Les factures s'additionnent. Le frigo est vide. Le bus est payant, on rentre à pied avec courses et enfants. Il faut un nouveau cartable pour le grand, un appareil dentaire pour la plus jeune. Les huissiers ne sont pas loin. On en perd le sommeil. Plus le choix. L'idée tombe d'un nouvel emploi ....... Objet de polémiques séculaires entre politiques, intellectuels et féministes de tous bords, la prostitution est rarement un acte choisi. Et pourtant! Une carrière personnelle mise entre parenthèses au profit du ménage et de la maternité, un divorce laissant sans le sou, un licenciement, un problème de santé, je ne pensais pas, aux prémices de cette enquête, Vous rencontrer. Vous, mères de famille monoparentale, diplômées, infirmières, assistantes sociales, contraintes de "choisir" de pratiquer le "hard discount" pour joindre les deux bouts. Vous, jeunes étudiantes, zappant vos rêves de prince charmant pour jouer de vos atouts éphémères, afin de financer vos études, celles qui permettront de décrocher le précieux sésame certifiant.
 
Endza (42) est Arménienne. Elle vit seule, sans papier, avec ses trois enfants - "On baise et j'te passe les clés"

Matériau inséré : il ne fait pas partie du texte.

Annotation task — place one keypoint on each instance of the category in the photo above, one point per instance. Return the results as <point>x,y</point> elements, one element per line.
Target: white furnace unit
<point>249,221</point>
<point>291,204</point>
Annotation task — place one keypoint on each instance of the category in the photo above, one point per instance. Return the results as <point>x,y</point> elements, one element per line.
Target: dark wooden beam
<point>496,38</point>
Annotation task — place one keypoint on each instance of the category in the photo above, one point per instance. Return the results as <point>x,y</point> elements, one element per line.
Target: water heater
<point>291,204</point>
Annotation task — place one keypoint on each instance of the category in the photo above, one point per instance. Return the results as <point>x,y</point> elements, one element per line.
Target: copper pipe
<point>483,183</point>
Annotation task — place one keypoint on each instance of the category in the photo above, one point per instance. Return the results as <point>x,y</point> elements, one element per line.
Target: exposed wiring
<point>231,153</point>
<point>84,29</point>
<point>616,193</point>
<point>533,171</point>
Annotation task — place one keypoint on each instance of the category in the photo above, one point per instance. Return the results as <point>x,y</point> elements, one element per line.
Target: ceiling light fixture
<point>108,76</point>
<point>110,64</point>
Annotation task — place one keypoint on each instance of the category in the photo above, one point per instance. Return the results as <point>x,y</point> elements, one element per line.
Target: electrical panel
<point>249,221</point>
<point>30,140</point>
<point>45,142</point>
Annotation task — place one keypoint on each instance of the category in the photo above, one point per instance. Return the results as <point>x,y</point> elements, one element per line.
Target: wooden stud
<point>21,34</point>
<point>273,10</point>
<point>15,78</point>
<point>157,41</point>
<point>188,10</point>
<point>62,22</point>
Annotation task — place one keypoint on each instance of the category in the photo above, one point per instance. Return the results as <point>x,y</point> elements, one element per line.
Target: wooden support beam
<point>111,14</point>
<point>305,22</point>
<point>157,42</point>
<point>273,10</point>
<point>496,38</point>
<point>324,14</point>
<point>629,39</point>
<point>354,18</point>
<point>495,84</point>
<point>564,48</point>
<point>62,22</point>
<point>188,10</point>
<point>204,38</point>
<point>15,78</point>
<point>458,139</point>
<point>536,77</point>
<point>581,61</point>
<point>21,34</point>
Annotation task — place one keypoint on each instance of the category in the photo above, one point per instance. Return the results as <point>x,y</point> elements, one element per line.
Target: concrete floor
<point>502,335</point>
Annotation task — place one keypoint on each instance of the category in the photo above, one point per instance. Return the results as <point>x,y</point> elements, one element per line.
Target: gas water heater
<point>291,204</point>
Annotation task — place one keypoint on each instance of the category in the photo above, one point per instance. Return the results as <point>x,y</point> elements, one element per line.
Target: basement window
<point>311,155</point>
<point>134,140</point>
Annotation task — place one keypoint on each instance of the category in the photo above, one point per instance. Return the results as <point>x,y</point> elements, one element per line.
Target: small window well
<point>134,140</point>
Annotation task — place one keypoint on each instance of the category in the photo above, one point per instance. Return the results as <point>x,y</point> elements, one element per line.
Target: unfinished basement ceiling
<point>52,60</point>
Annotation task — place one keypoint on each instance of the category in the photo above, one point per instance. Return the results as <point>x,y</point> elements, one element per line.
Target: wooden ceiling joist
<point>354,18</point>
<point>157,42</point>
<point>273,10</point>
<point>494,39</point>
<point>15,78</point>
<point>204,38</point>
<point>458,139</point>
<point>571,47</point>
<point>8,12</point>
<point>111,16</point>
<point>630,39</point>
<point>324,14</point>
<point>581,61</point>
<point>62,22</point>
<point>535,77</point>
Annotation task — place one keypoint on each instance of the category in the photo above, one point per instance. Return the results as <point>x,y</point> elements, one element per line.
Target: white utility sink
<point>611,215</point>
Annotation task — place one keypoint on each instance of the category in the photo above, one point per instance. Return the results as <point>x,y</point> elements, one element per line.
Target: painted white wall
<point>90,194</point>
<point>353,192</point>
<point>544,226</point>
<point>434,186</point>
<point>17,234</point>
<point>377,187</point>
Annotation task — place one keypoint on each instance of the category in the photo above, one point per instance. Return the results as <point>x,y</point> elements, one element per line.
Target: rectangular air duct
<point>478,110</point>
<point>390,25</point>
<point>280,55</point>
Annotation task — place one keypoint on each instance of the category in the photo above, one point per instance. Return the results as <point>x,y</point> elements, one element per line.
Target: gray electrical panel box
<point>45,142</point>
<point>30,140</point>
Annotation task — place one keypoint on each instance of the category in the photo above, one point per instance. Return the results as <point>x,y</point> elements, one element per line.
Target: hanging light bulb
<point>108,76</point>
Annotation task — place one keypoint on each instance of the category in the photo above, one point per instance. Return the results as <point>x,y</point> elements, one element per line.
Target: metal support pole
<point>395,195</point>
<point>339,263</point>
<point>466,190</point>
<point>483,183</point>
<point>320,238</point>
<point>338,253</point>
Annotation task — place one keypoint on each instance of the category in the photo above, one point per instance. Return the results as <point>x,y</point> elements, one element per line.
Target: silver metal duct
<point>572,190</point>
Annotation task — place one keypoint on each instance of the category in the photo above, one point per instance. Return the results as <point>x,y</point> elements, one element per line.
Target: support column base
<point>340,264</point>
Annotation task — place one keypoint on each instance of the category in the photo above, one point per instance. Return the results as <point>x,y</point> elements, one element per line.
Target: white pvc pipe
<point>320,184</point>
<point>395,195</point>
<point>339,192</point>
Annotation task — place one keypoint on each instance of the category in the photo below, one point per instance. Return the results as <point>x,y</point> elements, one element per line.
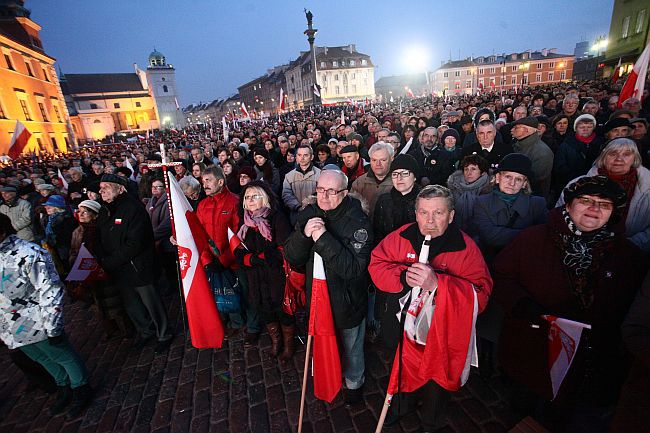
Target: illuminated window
<point>43,112</point>
<point>23,105</point>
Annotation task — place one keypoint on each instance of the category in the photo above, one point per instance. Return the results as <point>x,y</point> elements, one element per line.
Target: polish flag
<point>244,111</point>
<point>18,140</point>
<point>617,72</point>
<point>326,363</point>
<point>206,330</point>
<point>563,340</point>
<point>63,181</point>
<point>635,83</point>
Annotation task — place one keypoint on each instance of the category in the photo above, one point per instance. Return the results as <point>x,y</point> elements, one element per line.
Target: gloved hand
<point>527,309</point>
<point>56,340</point>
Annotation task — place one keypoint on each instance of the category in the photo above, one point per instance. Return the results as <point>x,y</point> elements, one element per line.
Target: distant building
<point>29,86</point>
<point>502,72</point>
<point>342,73</point>
<point>397,85</point>
<point>629,33</point>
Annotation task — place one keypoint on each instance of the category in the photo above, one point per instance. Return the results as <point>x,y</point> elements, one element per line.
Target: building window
<point>640,18</point>
<point>23,105</point>
<point>9,64</point>
<point>56,112</point>
<point>626,27</point>
<point>43,112</point>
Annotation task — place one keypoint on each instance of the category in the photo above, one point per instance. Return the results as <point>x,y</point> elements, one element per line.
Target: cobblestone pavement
<point>226,390</point>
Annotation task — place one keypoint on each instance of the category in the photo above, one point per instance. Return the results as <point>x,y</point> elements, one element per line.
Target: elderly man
<point>530,144</point>
<point>338,230</point>
<point>19,212</point>
<point>125,250</point>
<point>300,183</point>
<point>376,181</point>
<point>487,146</point>
<point>457,275</point>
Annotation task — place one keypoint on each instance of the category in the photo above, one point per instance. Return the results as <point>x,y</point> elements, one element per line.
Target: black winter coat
<point>125,248</point>
<point>345,249</point>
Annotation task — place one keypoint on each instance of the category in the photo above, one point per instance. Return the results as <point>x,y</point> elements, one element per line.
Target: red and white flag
<point>63,181</point>
<point>635,83</point>
<point>326,363</point>
<point>205,325</point>
<point>617,72</point>
<point>18,140</point>
<point>244,111</point>
<point>85,268</point>
<point>563,340</point>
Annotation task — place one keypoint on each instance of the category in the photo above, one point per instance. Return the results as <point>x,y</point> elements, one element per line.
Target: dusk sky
<point>217,46</point>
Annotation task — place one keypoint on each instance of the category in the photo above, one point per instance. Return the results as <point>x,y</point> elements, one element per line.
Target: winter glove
<point>57,340</point>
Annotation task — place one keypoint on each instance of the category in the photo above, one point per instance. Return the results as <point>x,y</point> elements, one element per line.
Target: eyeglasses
<point>329,191</point>
<point>400,174</point>
<point>589,202</point>
<point>253,197</point>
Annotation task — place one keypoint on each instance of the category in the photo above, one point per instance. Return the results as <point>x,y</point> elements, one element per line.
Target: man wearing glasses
<point>338,230</point>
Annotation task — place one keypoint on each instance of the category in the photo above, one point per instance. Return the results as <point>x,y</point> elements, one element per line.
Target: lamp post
<point>311,37</point>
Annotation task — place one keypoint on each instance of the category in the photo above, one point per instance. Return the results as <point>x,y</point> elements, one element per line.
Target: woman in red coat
<point>582,271</point>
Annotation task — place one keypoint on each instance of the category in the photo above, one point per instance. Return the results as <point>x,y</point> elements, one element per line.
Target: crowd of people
<point>536,203</point>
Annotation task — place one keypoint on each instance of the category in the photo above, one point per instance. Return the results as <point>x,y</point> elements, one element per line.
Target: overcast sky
<point>218,45</point>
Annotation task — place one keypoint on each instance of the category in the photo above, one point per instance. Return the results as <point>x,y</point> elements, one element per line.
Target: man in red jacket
<point>457,275</point>
<point>217,213</point>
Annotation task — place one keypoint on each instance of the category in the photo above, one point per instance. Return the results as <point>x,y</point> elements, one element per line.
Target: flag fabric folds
<point>635,83</point>
<point>18,140</point>
<point>326,363</point>
<point>206,330</point>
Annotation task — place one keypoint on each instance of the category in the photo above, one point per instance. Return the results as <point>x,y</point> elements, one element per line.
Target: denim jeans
<point>353,360</point>
<point>61,361</point>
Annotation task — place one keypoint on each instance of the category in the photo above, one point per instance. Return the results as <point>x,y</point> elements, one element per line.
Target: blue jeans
<point>247,310</point>
<point>61,361</point>
<point>353,361</point>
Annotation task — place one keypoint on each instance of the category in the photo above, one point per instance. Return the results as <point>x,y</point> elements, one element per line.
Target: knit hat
<point>248,171</point>
<point>405,162</point>
<point>517,163</point>
<point>584,118</point>
<point>91,204</point>
<point>55,201</point>
<point>112,178</point>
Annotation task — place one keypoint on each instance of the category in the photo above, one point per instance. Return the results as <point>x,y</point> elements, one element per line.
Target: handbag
<point>295,297</point>
<point>225,288</point>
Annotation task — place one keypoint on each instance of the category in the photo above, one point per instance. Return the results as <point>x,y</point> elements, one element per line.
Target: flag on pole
<point>617,72</point>
<point>18,140</point>
<point>63,181</point>
<point>244,111</point>
<point>326,363</point>
<point>635,83</point>
<point>563,340</point>
<point>205,325</point>
<point>85,268</point>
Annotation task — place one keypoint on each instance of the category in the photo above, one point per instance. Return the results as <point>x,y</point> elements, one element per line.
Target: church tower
<point>161,79</point>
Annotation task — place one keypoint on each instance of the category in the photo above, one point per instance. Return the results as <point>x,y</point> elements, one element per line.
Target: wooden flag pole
<point>304,384</point>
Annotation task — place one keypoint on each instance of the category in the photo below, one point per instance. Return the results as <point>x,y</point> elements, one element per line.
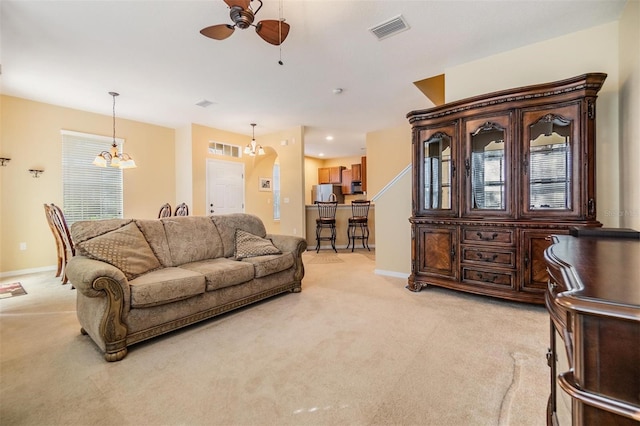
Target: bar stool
<point>326,220</point>
<point>359,220</point>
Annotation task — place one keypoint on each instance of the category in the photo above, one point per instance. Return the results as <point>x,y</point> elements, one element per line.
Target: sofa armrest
<point>295,245</point>
<point>289,243</point>
<point>83,272</point>
<point>103,302</point>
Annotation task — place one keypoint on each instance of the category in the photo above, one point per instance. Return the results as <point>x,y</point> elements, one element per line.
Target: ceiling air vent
<point>391,27</point>
<point>204,103</point>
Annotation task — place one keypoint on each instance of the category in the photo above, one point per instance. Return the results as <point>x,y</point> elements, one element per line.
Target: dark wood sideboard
<point>593,299</point>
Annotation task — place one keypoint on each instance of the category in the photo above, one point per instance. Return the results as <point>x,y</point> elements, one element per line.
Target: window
<point>276,191</point>
<point>89,192</point>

"Mon mari est mort. Je suis sans papiers. Chaque matin, je me lève, j'y crois et je me bats. Mais, quand les factures à payer sont là, le courage ne suffit plus." Valse de sentiments mêlés, Endza s'est décidée, il y a un an, à répondre à une offre de logement un peu "différente". Un set de photos envoyées à une adresse mail titrée d'un pseudo, la mère de famille se présente à l'adresse indiquée en retour pour découvrir le fameux bien. "J'ai dû d'abord retenir un haut le cœur. Les pièces que le propriétaire me faisait découvrir étaient sombres et très sales. Les rares meubles présents ne tenaient pas debout. Les murs étaient envahis de champignons et transpiraient l'humidité. Dans la cuisine, pendouillait juste un robinet tout rouillé qui fuitait ouvertement. Une auge à cochons. C'était presque insultant!". Visite des lieux terminée, "On baise et j'te passe les clés" la caution est fixée à un rapport sexuel. "Il était petit et gros, pas très frais et pas du tout le style d'homme qui me plaît. Et puis, je ne conçois vraiment pas de faire l'amour comme ça!" Et pourtant, acculée par les charges qui tourbillonnent dans sa tête, la jeune femme va accepter de se donner en partage. Elle est aujourd'hui gardienne d'immeuble. En échange de pouvoir vivre dans une simili conciergerie, Endza doit satisfaire le propriétaire des lieux une à deux fois par semaine.
Chloé (23) est étudiante en école de commerce - "Je voudrais juste que mes parents ne sachent jamais. Mon père en mourrait."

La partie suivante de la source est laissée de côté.